Blackstone’s PE portfolio down 21.6% as market rout takes toll

The firm received net inflows of $27bn, including almost $5bn in the last two weeks of March for its latest core private equity fund, according to its earnings announcement Thursday.

Blackstone’s private equity portfolio fell in the first quarter as the economic impacts of the covid-19 pandemic and severe dislocation in the energy market took a toll.

Corporate private equity declined 21.6 percent in the three months to end-March and 17.3 percent in the last 12 months. Excluding energy, the portfolio declined 11.1 percent in the period.

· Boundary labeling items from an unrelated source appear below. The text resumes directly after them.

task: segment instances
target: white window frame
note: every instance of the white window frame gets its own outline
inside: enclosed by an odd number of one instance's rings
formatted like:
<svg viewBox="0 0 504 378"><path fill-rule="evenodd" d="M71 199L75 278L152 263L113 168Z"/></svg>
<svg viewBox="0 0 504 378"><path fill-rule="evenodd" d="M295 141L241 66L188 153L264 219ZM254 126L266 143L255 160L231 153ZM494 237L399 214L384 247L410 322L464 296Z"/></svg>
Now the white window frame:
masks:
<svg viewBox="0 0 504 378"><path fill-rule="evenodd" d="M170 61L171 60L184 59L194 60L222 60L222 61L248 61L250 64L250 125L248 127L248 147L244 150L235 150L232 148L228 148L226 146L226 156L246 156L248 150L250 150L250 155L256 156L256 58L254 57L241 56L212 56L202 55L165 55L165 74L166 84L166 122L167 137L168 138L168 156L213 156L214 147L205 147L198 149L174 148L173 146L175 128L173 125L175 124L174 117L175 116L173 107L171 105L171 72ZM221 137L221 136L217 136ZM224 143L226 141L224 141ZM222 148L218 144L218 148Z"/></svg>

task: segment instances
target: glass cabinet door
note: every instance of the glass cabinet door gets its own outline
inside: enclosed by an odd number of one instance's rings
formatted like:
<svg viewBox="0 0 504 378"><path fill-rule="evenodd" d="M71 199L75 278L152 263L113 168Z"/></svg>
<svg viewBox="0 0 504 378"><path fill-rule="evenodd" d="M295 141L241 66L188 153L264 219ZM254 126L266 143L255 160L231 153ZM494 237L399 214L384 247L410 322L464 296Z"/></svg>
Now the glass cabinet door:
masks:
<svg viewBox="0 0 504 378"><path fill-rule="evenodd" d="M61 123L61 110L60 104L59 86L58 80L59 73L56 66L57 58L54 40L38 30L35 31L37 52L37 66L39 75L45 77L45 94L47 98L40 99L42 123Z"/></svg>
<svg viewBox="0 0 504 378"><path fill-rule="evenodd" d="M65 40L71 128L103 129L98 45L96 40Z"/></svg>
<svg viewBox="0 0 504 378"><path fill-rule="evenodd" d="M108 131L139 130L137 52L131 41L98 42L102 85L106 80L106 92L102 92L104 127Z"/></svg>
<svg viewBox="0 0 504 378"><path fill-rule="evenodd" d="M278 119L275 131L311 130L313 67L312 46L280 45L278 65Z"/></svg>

“Impact of covid on companies and their outlook has been broad-based across the overall economy, as well as our portfolios, but energy was by far the largest detractor” in both private equity and private credit, chief financial officer Michael Chae said on the firm’s first quarter earnings call on Thursday.

“We can’t underscore enough that the decline reflects unrealised marks taken at a point in time of severe dislocation,” said Chae, describing the precipitous drops in the S&P 500 and high-yield debt and leveraged loan indices as “one of the most violent and swift declines in public markets on record”.

“Our first-quarter results were based on marks taken in the immediate wake of this. Although markets remain volatile, they’ve rebounded meaningfully off their lows. Indeed, in the first three weeks of April, our public stocks in corporate private equity have increased 20 percent.”

Despite the challenges faced by the current portfolio, it was a strong fundraising quarter for the firm. Private equity had inflows of $8.9 billion, compared with $8.3 billion for Q4. This included $4.8 billion for the initial close of the firm’s second core private equity fund, all of which was raised in the last two weeks of March. Blackstone also raised $4 billion for its first dedicated life sciences fund, which has a hard-cap of $4.5 billion, according to president and chief operating officer Jonathan Gray.

“Given the market turbulence, we expect fundraising to continue, but now at a slower pace,” Gray said. “We believe the secular shift to alternatives, and Blackstone in particular, will continue. Investor desire for better returns should be stronger than ever.”

Both Gray and firm co-founder and chairman Stephen Schwarzman said not being able to travel has yet to have an impact on fundraising. Schwarzman recounted a planned due diligence meeting for a fund that was expecting up to 150 LP attendees, which was switched to a Zoom meeting.

“Much like the rest of the way we’re all working, everybody was pretty adjusted and cool about that.”

Schwarzman said one of the advantages of being a long-established firm is “everybody on our side of the table knows everybody well on the other side of the table, virtually every institution in the world”.

“Now, with this whole distance of communication, it’s quite easy to get somebody on the phone anywhere in the world and talk to them and see them. That bond of trust that you have that’s developed over decades really becomes exceptionally useful in a situation like this.”

Both Schwarzman and Gray stressed the amount of dry powder the firm has to hand – $151.5 billion – giving it firepower to take advantage of the market environment.

Gray said the firm is already seeing “actionable opportunities” from the market dislocation, initially in structured credit and liquid market. Since the crisis began, Blackstone has bought $11 billion of public equities and liquid debt.

“We’re also beginning to see some rescue situations, although distress takes time to play out,” Gray said, adding that Blackstone is looking for businesses that are “cyclically, not secularly, under pressure”.

“These post-crisis investments should lay the groundwork for attractive future realisations.”

Around $30 billion of the firm’s dry powder is reserves for funds that have completed their investment periods.

“Our funds are designed with significant reserves which allow us to support investments even in the most challenged sectors today – energy, hotels and location-based entertainment – through additional capital where we believe the risk-return is appropriate,” Gray said.

The firm’s private equity arm put $5.5 billion to work in the quarter, and committed an additional $3.8 billion. Realisations stood at $2 billion for the quarter.

Gray said he expects “limited realisations in the near term”.

“Right now, in this kind of environment, it’s not a great time to sell assets.”

Blackstone’s overall assets under management dropped to $538 billion at the end of the quarter from $571 billion at the end of 2019. Distributable earnings were down to $557 million for the quarter from $914 million in Q4.